Mitigation strategy: Versioned copy - Create a frozen version of the feature mapping and use it until such a time as an updated version has been fully vetted.
Underutilized data dependencies are input signals that provide little incremental modeling benefit. These can make an ML system unnecessarily vulnerable to change, sometimes catastrophically so, even though they could be removed with no detriment
To cope with this issue, we should run exhaustive leave-one-feature-out evaluations regularly to identify and remove unnecessary features.
One of the key features of live ML systems is that they often end up influencing their own behavior if they update over time. This leads to a form of analysis debt, in which it is difficult to predict the behavior of a given model before it is released.
- Direct Feedback Loops: A model may directly influence the selection of its own future training data.
- Hidden Feedback Loops. A more difficult case is hidden feedback loops, in which two systems influence each other indirectly through the world. Improvements (or, more scarily, bugs) in one may influence the bidding and buying behavior of the other.

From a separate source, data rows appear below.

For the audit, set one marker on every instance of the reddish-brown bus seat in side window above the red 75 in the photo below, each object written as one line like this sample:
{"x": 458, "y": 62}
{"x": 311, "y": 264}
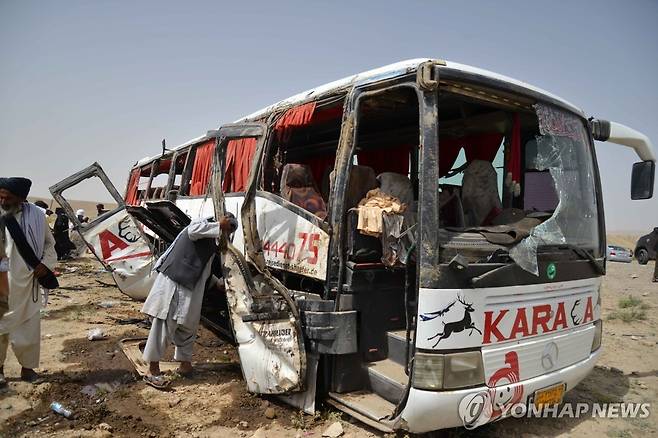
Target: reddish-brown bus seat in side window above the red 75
{"x": 298, "y": 187}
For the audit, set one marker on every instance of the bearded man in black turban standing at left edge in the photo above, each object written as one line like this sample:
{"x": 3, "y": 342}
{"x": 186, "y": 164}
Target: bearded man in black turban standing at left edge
{"x": 21, "y": 325}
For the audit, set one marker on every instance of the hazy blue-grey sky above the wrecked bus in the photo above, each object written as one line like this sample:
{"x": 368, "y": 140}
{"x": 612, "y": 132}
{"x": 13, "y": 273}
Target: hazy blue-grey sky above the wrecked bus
{"x": 106, "y": 81}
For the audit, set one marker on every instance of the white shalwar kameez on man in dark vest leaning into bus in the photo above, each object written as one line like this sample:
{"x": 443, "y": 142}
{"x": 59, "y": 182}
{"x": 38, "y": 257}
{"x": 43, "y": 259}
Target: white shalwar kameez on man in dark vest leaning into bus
{"x": 175, "y": 309}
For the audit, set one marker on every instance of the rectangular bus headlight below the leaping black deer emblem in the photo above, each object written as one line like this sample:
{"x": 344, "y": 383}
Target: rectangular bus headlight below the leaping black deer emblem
{"x": 448, "y": 371}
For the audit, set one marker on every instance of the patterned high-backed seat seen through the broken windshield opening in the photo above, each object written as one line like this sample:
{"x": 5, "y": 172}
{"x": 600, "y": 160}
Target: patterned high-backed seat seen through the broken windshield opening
{"x": 480, "y": 193}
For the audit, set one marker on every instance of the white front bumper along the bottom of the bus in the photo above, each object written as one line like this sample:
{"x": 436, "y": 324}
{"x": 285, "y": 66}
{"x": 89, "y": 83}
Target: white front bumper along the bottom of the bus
{"x": 427, "y": 411}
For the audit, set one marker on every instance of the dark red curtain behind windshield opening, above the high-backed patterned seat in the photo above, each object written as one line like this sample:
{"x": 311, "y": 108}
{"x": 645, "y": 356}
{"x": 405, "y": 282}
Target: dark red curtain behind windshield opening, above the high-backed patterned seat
{"x": 477, "y": 147}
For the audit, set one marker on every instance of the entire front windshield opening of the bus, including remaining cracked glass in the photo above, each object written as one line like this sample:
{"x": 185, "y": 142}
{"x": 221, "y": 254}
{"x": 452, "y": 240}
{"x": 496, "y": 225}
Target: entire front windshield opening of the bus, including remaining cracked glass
{"x": 513, "y": 181}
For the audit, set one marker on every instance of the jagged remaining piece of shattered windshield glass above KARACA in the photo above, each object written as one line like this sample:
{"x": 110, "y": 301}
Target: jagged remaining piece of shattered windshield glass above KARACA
{"x": 563, "y": 149}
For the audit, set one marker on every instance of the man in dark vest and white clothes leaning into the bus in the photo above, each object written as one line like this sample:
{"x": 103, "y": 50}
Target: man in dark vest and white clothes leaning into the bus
{"x": 177, "y": 294}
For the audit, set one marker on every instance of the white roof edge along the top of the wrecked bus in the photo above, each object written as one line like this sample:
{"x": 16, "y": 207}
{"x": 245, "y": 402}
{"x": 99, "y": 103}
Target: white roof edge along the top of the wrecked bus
{"x": 386, "y": 72}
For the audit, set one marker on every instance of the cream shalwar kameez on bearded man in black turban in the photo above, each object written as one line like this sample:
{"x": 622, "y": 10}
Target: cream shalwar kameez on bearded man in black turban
{"x": 21, "y": 325}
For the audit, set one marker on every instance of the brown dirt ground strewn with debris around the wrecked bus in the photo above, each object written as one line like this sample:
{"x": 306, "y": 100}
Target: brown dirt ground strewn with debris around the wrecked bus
{"x": 96, "y": 381}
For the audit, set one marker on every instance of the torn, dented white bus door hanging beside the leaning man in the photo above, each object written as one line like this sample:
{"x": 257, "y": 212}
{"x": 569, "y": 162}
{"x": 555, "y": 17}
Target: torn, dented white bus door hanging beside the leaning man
{"x": 265, "y": 320}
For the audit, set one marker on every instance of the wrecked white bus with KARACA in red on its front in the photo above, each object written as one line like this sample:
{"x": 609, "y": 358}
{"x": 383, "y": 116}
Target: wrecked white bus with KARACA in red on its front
{"x": 420, "y": 245}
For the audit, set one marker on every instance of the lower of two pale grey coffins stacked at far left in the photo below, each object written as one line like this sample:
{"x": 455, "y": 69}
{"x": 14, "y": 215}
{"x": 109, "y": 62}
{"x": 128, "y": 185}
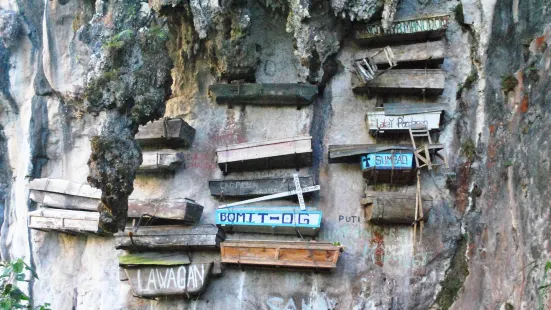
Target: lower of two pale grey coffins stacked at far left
{"x": 70, "y": 221}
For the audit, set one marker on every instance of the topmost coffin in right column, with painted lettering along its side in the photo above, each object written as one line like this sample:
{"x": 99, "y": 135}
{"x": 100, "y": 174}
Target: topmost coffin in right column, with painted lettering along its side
{"x": 416, "y": 29}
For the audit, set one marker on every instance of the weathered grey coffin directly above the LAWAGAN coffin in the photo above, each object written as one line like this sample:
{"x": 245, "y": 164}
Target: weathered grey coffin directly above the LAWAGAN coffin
{"x": 169, "y": 237}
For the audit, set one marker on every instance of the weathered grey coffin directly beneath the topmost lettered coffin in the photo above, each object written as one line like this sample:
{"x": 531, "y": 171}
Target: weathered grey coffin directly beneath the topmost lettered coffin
{"x": 434, "y": 51}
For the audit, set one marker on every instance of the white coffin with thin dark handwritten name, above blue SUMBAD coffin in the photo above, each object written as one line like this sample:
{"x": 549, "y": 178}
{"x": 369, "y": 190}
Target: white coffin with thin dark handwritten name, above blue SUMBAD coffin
{"x": 382, "y": 120}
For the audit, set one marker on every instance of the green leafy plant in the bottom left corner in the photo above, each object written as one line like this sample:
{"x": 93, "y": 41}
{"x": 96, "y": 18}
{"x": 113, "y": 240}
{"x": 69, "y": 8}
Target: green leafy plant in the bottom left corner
{"x": 11, "y": 296}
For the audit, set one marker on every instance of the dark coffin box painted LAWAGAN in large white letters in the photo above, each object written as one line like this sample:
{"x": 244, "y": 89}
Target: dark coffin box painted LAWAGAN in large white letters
{"x": 180, "y": 280}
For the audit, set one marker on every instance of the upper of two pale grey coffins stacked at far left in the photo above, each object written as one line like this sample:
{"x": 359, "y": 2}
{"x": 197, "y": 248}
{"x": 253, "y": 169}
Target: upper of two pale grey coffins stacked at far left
{"x": 57, "y": 193}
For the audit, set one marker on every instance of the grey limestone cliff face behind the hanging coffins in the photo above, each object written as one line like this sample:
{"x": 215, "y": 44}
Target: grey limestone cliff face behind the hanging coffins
{"x": 77, "y": 77}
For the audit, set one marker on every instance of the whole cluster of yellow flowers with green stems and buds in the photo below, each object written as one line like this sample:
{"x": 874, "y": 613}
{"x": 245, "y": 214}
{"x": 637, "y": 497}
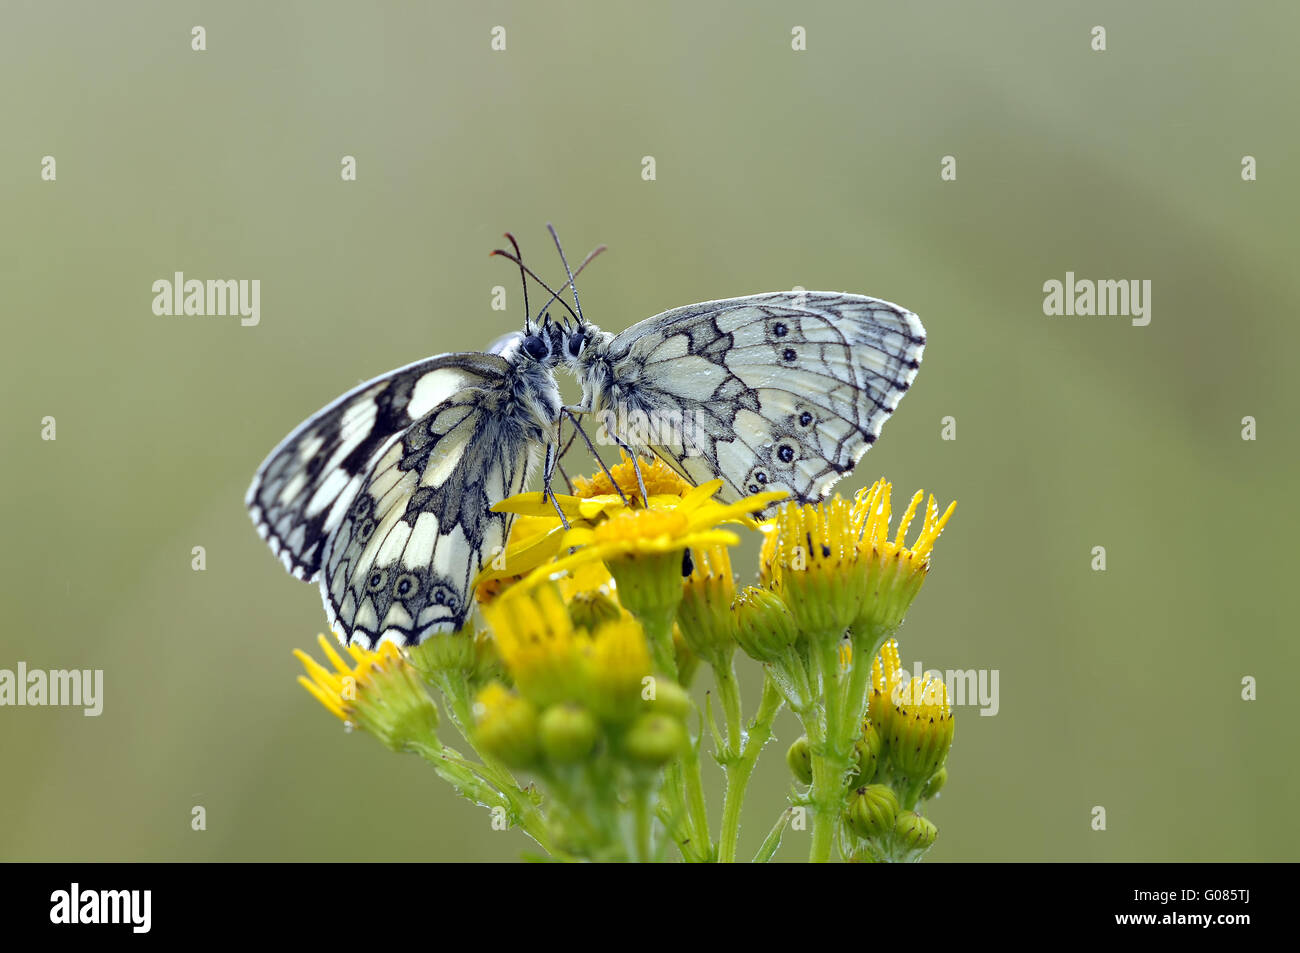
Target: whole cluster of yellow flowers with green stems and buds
{"x": 591, "y": 627}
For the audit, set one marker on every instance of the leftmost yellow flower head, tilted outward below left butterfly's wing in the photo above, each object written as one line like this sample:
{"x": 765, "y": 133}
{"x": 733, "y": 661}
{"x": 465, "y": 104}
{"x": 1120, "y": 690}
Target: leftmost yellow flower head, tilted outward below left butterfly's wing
{"x": 383, "y": 694}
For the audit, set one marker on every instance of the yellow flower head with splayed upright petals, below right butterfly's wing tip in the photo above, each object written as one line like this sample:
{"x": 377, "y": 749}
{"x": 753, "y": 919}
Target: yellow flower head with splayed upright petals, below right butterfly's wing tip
{"x": 895, "y": 571}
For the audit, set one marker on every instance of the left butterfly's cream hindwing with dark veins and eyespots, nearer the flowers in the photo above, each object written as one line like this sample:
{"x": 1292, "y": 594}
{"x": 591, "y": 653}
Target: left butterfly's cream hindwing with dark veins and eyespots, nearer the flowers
{"x": 402, "y": 562}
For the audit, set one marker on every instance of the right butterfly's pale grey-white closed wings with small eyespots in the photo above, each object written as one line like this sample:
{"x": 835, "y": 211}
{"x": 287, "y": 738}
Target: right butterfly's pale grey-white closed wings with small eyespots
{"x": 782, "y": 391}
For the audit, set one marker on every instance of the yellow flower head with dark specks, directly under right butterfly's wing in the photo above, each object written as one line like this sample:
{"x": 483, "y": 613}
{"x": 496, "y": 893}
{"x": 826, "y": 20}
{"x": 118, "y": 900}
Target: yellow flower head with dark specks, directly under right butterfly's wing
{"x": 811, "y": 560}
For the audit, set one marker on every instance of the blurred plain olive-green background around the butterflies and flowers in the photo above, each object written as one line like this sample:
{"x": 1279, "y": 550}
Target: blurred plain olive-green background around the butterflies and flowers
{"x": 775, "y": 168}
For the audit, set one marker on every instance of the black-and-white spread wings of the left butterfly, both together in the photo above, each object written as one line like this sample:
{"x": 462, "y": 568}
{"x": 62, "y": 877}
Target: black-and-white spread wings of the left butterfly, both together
{"x": 384, "y": 497}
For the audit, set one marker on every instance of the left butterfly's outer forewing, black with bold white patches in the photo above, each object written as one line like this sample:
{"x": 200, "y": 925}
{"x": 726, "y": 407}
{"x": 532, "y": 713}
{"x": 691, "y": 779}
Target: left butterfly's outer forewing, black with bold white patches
{"x": 306, "y": 486}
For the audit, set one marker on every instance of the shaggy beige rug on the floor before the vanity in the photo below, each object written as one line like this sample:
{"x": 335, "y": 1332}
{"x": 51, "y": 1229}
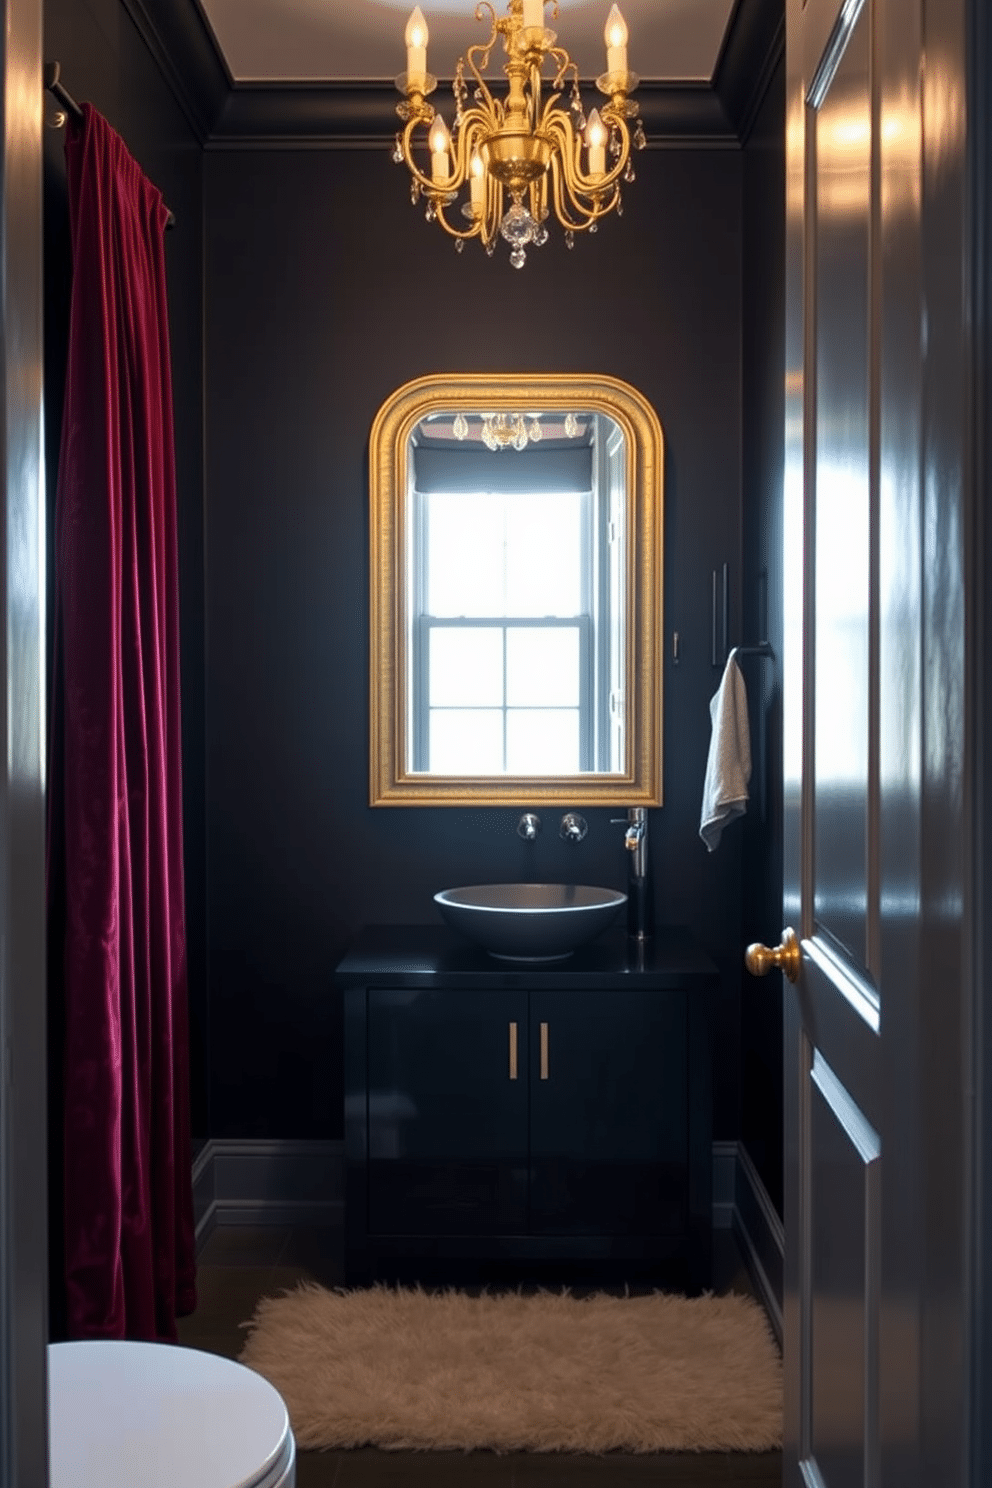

It may be surprising to the academic community to know that only a tiny fraction of the code in many ML systems is actually devoted to learning or prediction.
Using generic packages often results in a glue code system design pattern, in which a massive amount of supporting code is written to get data into and out of general-purpose packages. Glue code is costly in the long term because it tends to freeze a system to the peculiarities of a specific package; testing alternatives may become prohibitively expensive
An important strategy for combating glue-code is to wrap black-box packages into common API’s. This allows supporting infrastructure to be more reusable and reduces the cost of changing packages.
There is a distinct lack of strong and widely accepted abstraction to support ML systems, or even distributed systems. One could argue that widespread use of Map-Reduce in machine learning was driven by the void of strong distributed learning abstractions. Indeed, one of the few areas of broad agreement in recent years appears to be that MapReduce is a poor abstraction for iterative ML algorithms. The lack of standard abstractions makes it all too easy to blur the lines between components.
One of the things that makes ML systems so fascinating is that they often interact directly with the external world.
- Fixed Thresholds in Dynamic Systems: It is often necessary to pick a decision threshold for a given model to perform some action, but such thresholds are often manually set. Thus if a model updates on new data, the old manually set threshold may be invalid.
- Monitoring and Testing: Comprehensive live monitoring of system behavior in real time combined with automated response is critical for long-term system reliability
When developing a new ML system, we want to make additional efforts in the areas of maintainable ML, including better abstractions, testing methodologies, and design patterns.